H. Lawrence Culp — Chairman and Chief Executive Officer

I would say with respect to portfolio evolution and capital allocation, Joe, I take your point relative to the market dynamics, it’s — they are remarkable. But that said, I don’t think any of our businesses are close to optimizing their underlying performance. And again, clearly, pressure and some uncertainty here in the very short-term, particularly around Aviation. But I think what we want to do in ’21 is build on the momentum that we think we clearly demonstrated last year, continue to pursue our strategic intense across the three major areas that we’ve talked about, and over time, we’re going to be open to ways to deliver value, maximize value at GE, but we still have a lot to do, still a lot in front of us. And I think that’s the way at the end of the day that we will do right by shareholders, customers and other stakeholders.

Operator

From Barclays, we have Julian Mitchell. Please go ahead.

Julian Mitchell — Barclays — Analyst

Hi. Good morning. Maybe just the first question around or my only question really around the outlook for Power Portfolio. Larry, it seems like looking at the slide that’s one of the few areas where the cash performance remains very, very difficult in 2021. Maybe just help us understand the moving pieces within that? And do you assume that by the time you get to the end of this year, you have really sort of cleaned the deck and those businesses have a shot at positive cash flow in ’22?

H. Lawrence Culp — Chairman and Chief Executive Officer

Yeah. I would say that — I think we talked a little earlier about the make-up, encouraged by what we saw in 2020 of Power Conversion. It’s — losing less money is different than making good returns, but you’ve got it work your way through that, and Power — the Power Conversion business is doing that. Our nuclear business is smaller, sub $1 billion in size, but fundamentally stable.
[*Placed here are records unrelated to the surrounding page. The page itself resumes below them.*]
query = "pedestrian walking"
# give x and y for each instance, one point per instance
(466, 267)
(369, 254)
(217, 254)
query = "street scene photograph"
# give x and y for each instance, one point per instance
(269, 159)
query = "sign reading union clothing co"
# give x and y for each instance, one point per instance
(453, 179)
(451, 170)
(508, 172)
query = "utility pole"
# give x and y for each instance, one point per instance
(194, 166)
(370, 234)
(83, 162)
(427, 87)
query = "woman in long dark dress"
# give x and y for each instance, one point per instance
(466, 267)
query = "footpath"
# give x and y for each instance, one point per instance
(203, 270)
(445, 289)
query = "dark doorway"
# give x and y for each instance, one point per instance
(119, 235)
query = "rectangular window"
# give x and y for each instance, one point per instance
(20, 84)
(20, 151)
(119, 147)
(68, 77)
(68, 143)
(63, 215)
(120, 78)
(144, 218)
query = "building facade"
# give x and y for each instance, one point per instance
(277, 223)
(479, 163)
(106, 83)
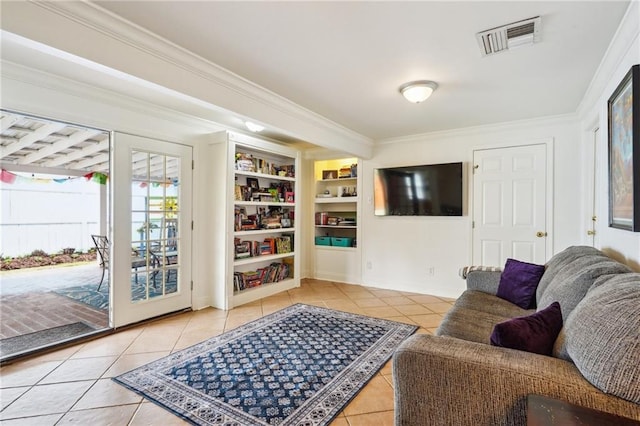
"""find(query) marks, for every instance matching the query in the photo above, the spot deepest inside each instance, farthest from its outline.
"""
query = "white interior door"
(151, 228)
(509, 205)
The action to your question, Julian, really centers on the Steam business. And again, exiting the new build coal business, which has largely a European base is going to be a multi-year effort where we’re in the very early stages of that. So that’s really the primary cash pull on Power Portfolio. And I would say in the segment in ’21 and given the way that plan will inevitably play out, we’ll be talking about this, at least in the first part of ’22 as well. But I think we’ve got our arms around that. Again, it will — all of that will mask. A lot of the momentum that Scott and the team have built. But we’ll keep you posted. It is what it is. But when we get to the other side, I think that segment is going to be a much better contributor for us.

Operator

And that’s all the time we have. At this point, we will now turn it back to Steve Winoker for closing remarks.
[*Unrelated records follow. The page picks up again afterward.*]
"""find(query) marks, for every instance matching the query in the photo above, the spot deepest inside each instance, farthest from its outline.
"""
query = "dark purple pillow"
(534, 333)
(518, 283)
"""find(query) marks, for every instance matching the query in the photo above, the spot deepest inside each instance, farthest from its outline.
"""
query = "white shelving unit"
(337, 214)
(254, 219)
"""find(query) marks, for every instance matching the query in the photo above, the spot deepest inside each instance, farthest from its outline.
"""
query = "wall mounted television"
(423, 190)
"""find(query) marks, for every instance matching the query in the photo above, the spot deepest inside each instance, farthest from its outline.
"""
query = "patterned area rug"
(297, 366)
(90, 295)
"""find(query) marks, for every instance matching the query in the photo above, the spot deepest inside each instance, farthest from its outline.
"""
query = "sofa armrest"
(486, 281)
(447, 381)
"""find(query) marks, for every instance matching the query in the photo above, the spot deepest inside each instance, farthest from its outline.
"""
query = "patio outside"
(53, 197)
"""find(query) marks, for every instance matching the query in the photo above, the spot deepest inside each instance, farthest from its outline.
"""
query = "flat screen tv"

Steve Winoker — Vice President, Investor Relations

Thanks, everybody. I’m going to actually — I’d like to come back to a question that was raised earlier on the call about our reporting GE Capital in equity method investment within the GE Industrial column of our financial statements. And I would like to be clear, I think we’d all like to be clear that it has no impact whatsoever on working capital or any individual transactions. It was done simply to simplify reporting and make that column more reflective of GE Industrial earnings as investors have been requesting. So I want there to be no ambiguity on that front whatsoever.

Thanks everybody for participating. We look forward to your follow-up calls. And wishing you a good start to 2021.